I know that it has passed some time since the topic had been created, but the problem described above is still actual and I would like to raise the issue again, adding some information.
I would like to remind you the problem: while I was load testing my company's system that uses FusionAuth as IdP, I've noticed that it is not possible to proceed more then several dozens (not even hundreds) logins per second using FusionAuth. When I say "login" I mean sequential calls to /oauth2/authorize and /oauth2/token. So I am looking for a way to increase the performance of the system.
Here are some details about the environment:
FusionAuth version is 1.22.2.
6 instances are deployed in kubernetes, each on its own node, no resource limits from kubernetes side.
FusiosionAuth is launched with the following config options:FUSIONAUTH_APP_MEMORY: 2G DATABASE_MAXIMUM_POOL_SIZE: 16 FUSIONAUTH_APP_RUNTIME_MODE: production SEARCH_TYPE: database
The database is MySQL Percona Server 8.0.22-13, deployed on a separate virtual machine with the following params:
Model: Intel Core Processor (Broadwell, IBRS) CPU Cores: 4 Clock: 2199 MHz
Load test emulates several concurrent users, each user performs the following steps sequentially:
- Send /oauth2/authorize request
- Send /oauth2/token request (exchange auth code to access token)
I ran several tests with various number of threads (users) and requests and could hardly reach throughput of 50 logins per second with 64 concurrent users (each login attempt consists of two requests /oauth2/authorize and /oauth2/token, so the total number of requests is x2). Increasing the number of concurrent users lowers the overall throughput and causes more errors.
I could see errors in logs reporing database connection problems:
2021-03-26 1:10:18.956 PM ERROR io.fusionauth.app.primeframework.error.ExceptionExceptionHandler - An unhandled exception was thrown org.apache.ibatis.exceptions.PersistenceException: ### Error querying database.
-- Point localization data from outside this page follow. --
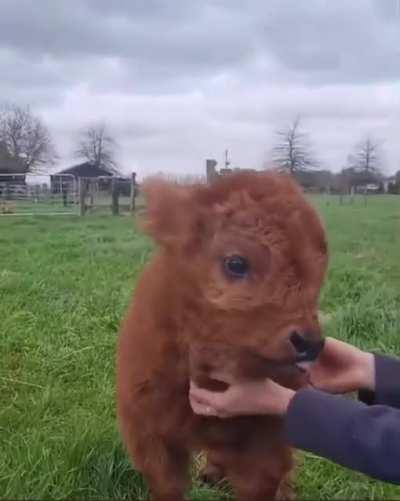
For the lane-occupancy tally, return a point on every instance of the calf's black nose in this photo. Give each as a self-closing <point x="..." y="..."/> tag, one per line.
<point x="306" y="345"/>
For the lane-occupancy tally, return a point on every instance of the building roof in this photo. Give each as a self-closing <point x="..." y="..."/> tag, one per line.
<point x="86" y="169"/>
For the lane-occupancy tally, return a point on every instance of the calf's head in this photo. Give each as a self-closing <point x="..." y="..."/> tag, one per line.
<point x="250" y="252"/>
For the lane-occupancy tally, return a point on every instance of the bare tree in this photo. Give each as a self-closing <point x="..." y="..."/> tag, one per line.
<point x="98" y="147"/>
<point x="293" y="152"/>
<point x="366" y="159"/>
<point x="25" y="137"/>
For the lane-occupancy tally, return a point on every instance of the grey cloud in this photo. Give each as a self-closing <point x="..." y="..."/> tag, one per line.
<point x="181" y="80"/>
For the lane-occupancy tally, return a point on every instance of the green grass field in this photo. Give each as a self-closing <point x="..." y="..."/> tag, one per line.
<point x="64" y="284"/>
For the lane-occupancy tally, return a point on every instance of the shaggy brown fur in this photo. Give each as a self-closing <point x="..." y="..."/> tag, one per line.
<point x="188" y="316"/>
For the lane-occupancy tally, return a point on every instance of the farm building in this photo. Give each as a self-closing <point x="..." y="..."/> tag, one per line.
<point x="96" y="176"/>
<point x="67" y="178"/>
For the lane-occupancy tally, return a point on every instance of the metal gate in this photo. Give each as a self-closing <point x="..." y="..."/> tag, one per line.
<point x="35" y="194"/>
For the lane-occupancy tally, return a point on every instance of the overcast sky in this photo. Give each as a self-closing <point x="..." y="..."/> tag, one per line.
<point x="178" y="81"/>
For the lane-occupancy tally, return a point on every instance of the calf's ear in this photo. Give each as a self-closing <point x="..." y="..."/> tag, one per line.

Cause: java.sql.SQLTransientConnectionException: HikariPool-1 - Connection is not available, request timed out after 2090ms. ### The error may exist in io/fusionauth/api/domain/InstanceMapper.java (best guess) ### The error may involve io.fusionauth.api.domain.InstanceMapper.retrieve ### The error occurred while executing a query ### Cause: java.sql.SQLTransientConnectionException: HikariPool-1 - Connection is not available, request timed out after 2090ms. ... ... Caused by: java.sql.SQLTransientConnectionException: HikariPool-1 - Connection is not available, request timed out after 2090ms. ... ... 76 common frames omitted
I've investigated MySQL statistics and found out that even though the number of requests per second to FusionAuth is not high there are a lot of requests to MySQL.
As far as I can see, MySQL could be a possible bottleneck, but I wonder why the number of requests is so high and if there is a way to optimise FusionAuth communication with the database? Besides increasing MySQL's cpu/memory are there any other options?
-
Generally speaking the primary bottleneck for logins per second is CPU. Hashing the password is intentionally slow and FusionAuth will not be able to perform more logins per second than your CPU can handle.
One way to identify if the password hashing is the bottleneck in load tests is to reduce the hash strength. See
Tenants > Edit > Password > Cryptographic hash settings
. Set this toSalted MD5
with a factor of1
and then enableRe-hash on login
. This will cause each user to have their password re-hashed next time they login to useMD5
.If you can still only get 50 logins per second with this config, then the database is likely the bottleneck. If this config allows you to achieve a much higher logins per second, then the CPU is your bottleneck. If you are CPU bound, the only way to get more logins per second is to horizontally scale or throw larger CPUs at each node.
-
Hi!
I've made an additional investigation and found out that for some reason Fusionauth instances deployed in my k8s cluster don't utilize all CPUs available on the nodes. There are 6 nodes with 12 CPUs each, but a single Fusionauth instance hardly ever utilized even 1 CPU.
I've tried to scale horizontally, deploying 50, 60, 75 and more Fusionauth's instances and got much better result during my load testing, up to 250 logins per second (each login - two requests - /oauth2/authorize and /oauth2/token).
I wonder why this could happen and and if there are there any settings for Fusionath or Java or k8s that could help to solve the issue?
Thanks!